The painter painted me as a prelude to his affections; the dramatist gave me poems or spoke forever of his desire to introduce me to London, creating eventually a long story of turning me into a star of the Royal Opera; the former commander aspired to be a composer and rarely asked for a single erotic favor, instead asking me to sing his relatively simple compositions.
Euphrosyne’s warning returned to me. You will tire of him. I had. What had first seemed to be a long play was, in fact, more like a repertory in which much of my role was silent and I had to manage the cues as they arrived. It was tiring to always have to please him, to always have to pretend he made me happy, to pleasure him, to pleasure his friends. At the Majeurs-Plaisirs at least there were hours when you could be left alone.
I also missed the company of the girls late at night. The dorm now seemed like a paradise by comparison to the apartment, where I had only the maids he’d provided for company, Doro and Lucy.
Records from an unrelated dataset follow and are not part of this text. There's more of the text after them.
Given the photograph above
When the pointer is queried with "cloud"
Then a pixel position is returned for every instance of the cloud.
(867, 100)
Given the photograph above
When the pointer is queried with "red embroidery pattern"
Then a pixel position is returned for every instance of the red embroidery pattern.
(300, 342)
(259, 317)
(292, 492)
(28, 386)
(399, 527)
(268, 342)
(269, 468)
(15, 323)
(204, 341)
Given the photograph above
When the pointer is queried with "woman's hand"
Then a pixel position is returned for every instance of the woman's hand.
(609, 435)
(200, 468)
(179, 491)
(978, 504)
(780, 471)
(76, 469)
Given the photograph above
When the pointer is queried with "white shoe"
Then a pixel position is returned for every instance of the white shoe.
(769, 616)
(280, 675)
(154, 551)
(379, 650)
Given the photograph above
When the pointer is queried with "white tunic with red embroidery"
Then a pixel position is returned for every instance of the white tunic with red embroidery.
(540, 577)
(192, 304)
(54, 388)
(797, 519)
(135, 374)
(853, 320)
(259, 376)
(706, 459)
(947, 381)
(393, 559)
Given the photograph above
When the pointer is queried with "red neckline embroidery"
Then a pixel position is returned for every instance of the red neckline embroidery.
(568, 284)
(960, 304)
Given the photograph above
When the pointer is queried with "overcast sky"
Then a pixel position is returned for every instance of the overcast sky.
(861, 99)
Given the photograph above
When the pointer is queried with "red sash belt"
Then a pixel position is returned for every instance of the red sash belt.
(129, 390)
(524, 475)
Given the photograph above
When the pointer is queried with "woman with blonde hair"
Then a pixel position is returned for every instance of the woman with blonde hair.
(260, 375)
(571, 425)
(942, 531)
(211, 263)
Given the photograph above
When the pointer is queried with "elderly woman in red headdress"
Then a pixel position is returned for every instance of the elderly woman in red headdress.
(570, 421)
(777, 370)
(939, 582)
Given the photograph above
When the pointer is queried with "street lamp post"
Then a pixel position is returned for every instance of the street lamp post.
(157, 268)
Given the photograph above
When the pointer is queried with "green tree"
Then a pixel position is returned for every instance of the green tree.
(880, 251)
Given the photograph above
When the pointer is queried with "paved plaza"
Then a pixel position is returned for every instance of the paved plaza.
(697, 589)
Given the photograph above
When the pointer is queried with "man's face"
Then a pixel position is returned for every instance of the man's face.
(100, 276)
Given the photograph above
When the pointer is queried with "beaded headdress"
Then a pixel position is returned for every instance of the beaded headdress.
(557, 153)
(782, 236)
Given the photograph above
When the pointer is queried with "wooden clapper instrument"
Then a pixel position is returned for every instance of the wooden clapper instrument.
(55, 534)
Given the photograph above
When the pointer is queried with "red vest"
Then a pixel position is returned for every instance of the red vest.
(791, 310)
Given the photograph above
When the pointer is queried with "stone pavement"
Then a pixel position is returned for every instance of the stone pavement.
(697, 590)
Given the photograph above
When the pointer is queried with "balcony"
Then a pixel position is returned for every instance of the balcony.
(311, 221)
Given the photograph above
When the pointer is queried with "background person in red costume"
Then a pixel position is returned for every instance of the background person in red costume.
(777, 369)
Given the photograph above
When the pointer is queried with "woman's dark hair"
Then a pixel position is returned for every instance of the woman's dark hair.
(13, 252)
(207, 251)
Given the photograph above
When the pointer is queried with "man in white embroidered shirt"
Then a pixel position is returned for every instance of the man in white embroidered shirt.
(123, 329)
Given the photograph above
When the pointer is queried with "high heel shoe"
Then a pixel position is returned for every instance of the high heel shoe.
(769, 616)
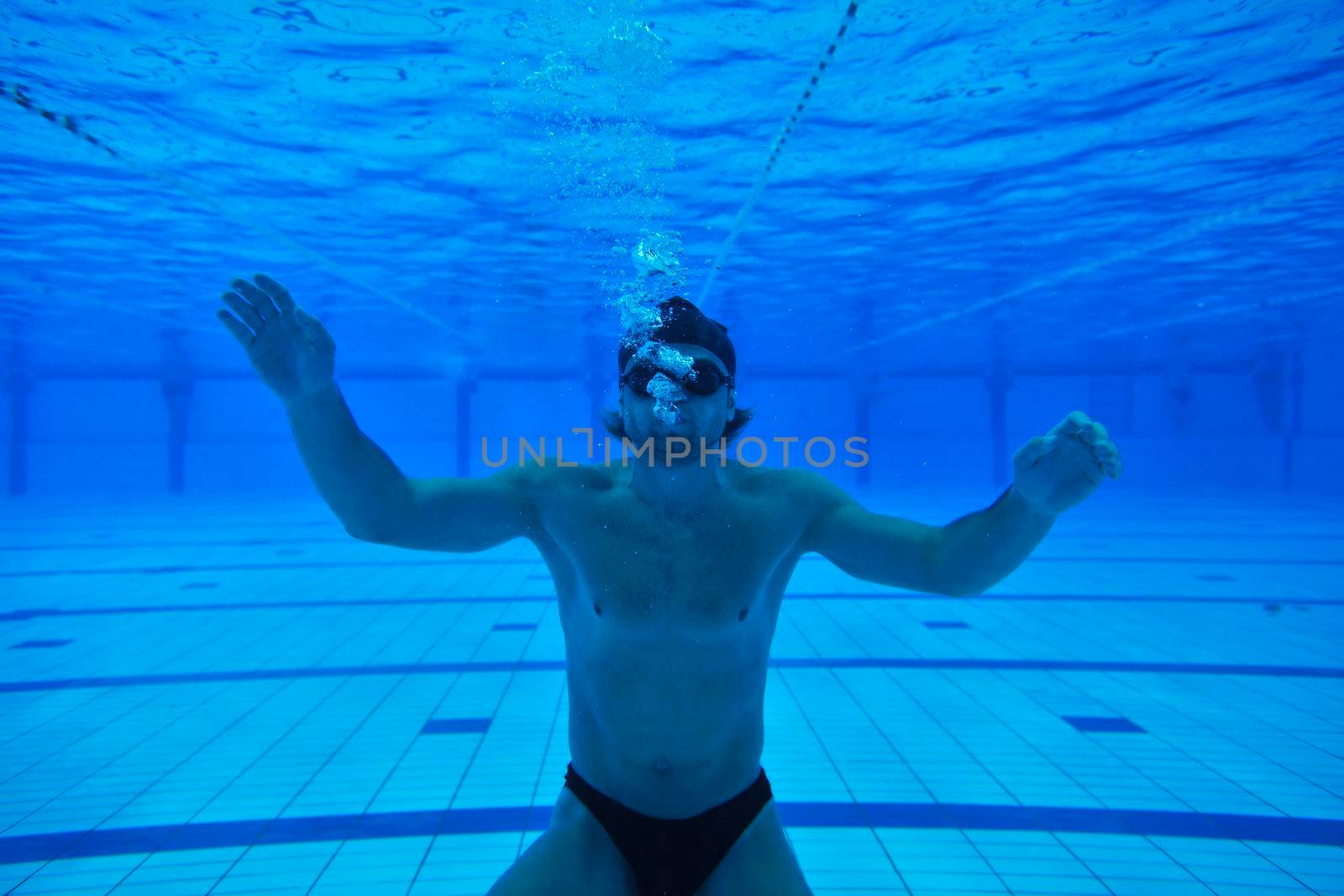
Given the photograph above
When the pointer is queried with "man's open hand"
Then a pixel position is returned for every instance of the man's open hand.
(289, 348)
(1057, 470)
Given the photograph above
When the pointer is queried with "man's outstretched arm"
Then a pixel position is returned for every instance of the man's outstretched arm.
(960, 559)
(296, 358)
(965, 557)
(378, 503)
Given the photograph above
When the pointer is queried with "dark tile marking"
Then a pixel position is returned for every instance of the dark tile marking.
(454, 726)
(827, 595)
(120, 841)
(237, 567)
(253, 567)
(786, 663)
(1102, 723)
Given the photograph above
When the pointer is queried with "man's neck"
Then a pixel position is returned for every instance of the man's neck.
(680, 486)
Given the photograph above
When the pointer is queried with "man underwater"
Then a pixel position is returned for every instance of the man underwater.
(669, 578)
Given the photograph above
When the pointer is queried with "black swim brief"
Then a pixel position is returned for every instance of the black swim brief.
(672, 856)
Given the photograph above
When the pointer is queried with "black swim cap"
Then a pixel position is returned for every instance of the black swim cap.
(683, 322)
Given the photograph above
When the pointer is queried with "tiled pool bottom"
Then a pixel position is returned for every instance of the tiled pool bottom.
(222, 699)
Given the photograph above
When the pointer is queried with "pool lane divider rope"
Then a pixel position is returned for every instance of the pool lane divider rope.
(783, 137)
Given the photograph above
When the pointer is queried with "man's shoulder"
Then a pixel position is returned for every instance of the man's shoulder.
(799, 485)
(549, 476)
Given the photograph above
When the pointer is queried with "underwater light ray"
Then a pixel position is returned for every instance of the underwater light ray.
(22, 97)
(1178, 235)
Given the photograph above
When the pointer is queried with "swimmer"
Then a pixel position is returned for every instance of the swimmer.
(669, 579)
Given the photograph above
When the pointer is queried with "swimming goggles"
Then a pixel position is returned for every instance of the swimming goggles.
(705, 378)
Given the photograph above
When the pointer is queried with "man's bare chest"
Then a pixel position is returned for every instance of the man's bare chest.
(706, 569)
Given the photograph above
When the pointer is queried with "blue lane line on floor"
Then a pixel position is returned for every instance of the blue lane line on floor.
(450, 560)
(558, 665)
(31, 613)
(113, 841)
(1102, 723)
(244, 543)
(40, 642)
(456, 726)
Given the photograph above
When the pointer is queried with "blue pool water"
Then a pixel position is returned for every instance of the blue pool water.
(936, 228)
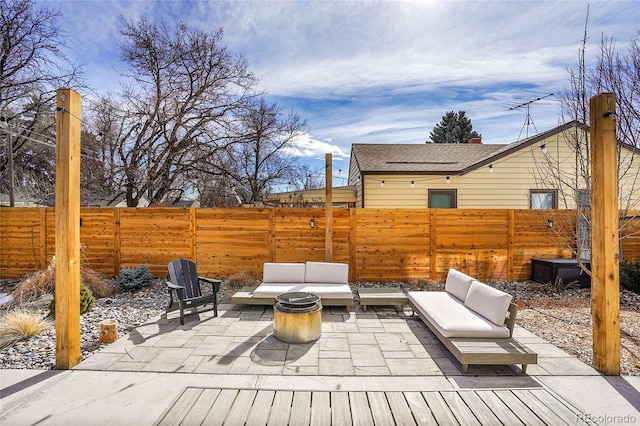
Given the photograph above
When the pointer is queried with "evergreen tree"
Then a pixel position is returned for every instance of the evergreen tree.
(453, 128)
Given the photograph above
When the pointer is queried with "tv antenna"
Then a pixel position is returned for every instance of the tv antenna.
(528, 120)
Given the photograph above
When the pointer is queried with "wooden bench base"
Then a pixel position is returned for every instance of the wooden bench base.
(382, 297)
(244, 296)
(484, 351)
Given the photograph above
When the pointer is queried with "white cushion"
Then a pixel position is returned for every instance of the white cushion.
(327, 273)
(283, 273)
(333, 291)
(458, 284)
(489, 302)
(452, 318)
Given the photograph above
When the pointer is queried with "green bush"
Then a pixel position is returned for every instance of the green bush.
(86, 301)
(630, 276)
(134, 278)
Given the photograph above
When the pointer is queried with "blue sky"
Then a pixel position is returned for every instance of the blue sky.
(379, 72)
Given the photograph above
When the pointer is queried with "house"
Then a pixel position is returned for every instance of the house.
(538, 172)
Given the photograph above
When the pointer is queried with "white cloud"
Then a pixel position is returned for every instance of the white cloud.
(306, 145)
(387, 71)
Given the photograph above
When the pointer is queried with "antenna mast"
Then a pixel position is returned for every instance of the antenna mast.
(528, 120)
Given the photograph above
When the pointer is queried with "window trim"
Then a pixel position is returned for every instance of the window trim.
(554, 196)
(452, 192)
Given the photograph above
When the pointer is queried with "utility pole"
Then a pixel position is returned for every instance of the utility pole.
(605, 278)
(328, 208)
(4, 124)
(67, 294)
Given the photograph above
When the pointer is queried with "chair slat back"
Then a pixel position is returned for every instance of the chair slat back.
(183, 272)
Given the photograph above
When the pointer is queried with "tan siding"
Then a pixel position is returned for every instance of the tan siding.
(509, 185)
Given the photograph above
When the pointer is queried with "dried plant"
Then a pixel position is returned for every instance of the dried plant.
(44, 282)
(20, 324)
Doro was a slight Italian woman with a fierce, hard face softened, usually, by an expression of perpetual amusement in her eyes. She seemed of an indeterminate age, her thick dark hair graying slightly. Lucy was young, a plump French girl, pink and blond, who said so little I almost thought her slow, but she was not, or her wit was not, at least. She liked to wink before she burst into the bawdy laughter I soon knew to expect from her.
I was unused to maids and didn’t know how to let them do for me, and so I tried to befriend them instead, and at first they resisted. I sometimes heard them in the kitchen, or the rooms they shared off the kitchen, and tried to catch them, but if they heard me, I was met with silent, blank, expectant faces—faces waiting for requests or commands. Finally, I crept into the kitchen late one night to find them drinking gin and playing bezique. They stared at me as if at a mouse, and then as if at their lady, silent.
Please, I said finally.
They looked at me for another long moment, and then Doro, who it seemed was in charge, relented and gestured with her chin at the chair between them. I sat down as she dealt me in.
§
In the month of waiting for the letter from the Conservatoire, cards and gin were not enough, and so any night I found myself free, I went to the Mabille instead, even taking the risk of going alone when the tenor or his friends wouldn’t take me. I danced until morning, relishing the walk home, my hair wet, steam rising off me in the cold like smoke.
There I was a champion. The clap of my back on the hard wooden tables, my legs in the air, my skirt a wheel, and the cold air on my thighs while I was drunk from the screams in the room and the misery of my dance-floor rivals, whether those of an hour or a week or a year. All of us were trying to kick higher or fall faster, but I had learned to win with a one-legged kick I could hold, one hand in the air, one on my hip, my skirt around my waist as I swiveled my hips. If you did it wrong or hadn’t practiced, you’d fall over backward, very painful, so challengers had to know in order to get it right. A first challenge could undo you, but I could stand there and do at least four in a row.
I missed Euphrosyne even though I was too hurt still to write to her or otherwise invite her. She seemed to feel the same of me. But on the nights her gentlemen brought her, we were tentatively reunited, and soon we were joining our arms again as before, kicking and whirling as groups of men gathered to cheer us on.
Her efforts at forgiving me were aided by the tenor’s never being there. Mine were aided by our both knowing she was right; I had a future unlike hers. I could be more than this, and she could not.
I soon wore my cancan shoes as often as I could, for they were very sturdy, and if I wore them always, I could dance on any evening. I liked the clip-clop they made as I walked across a street, as if I were a mythological creature with hooves instead of feet.
It was better in this life if you weren’t altogether human, I would think, as I heard the sound. It was easier to bear.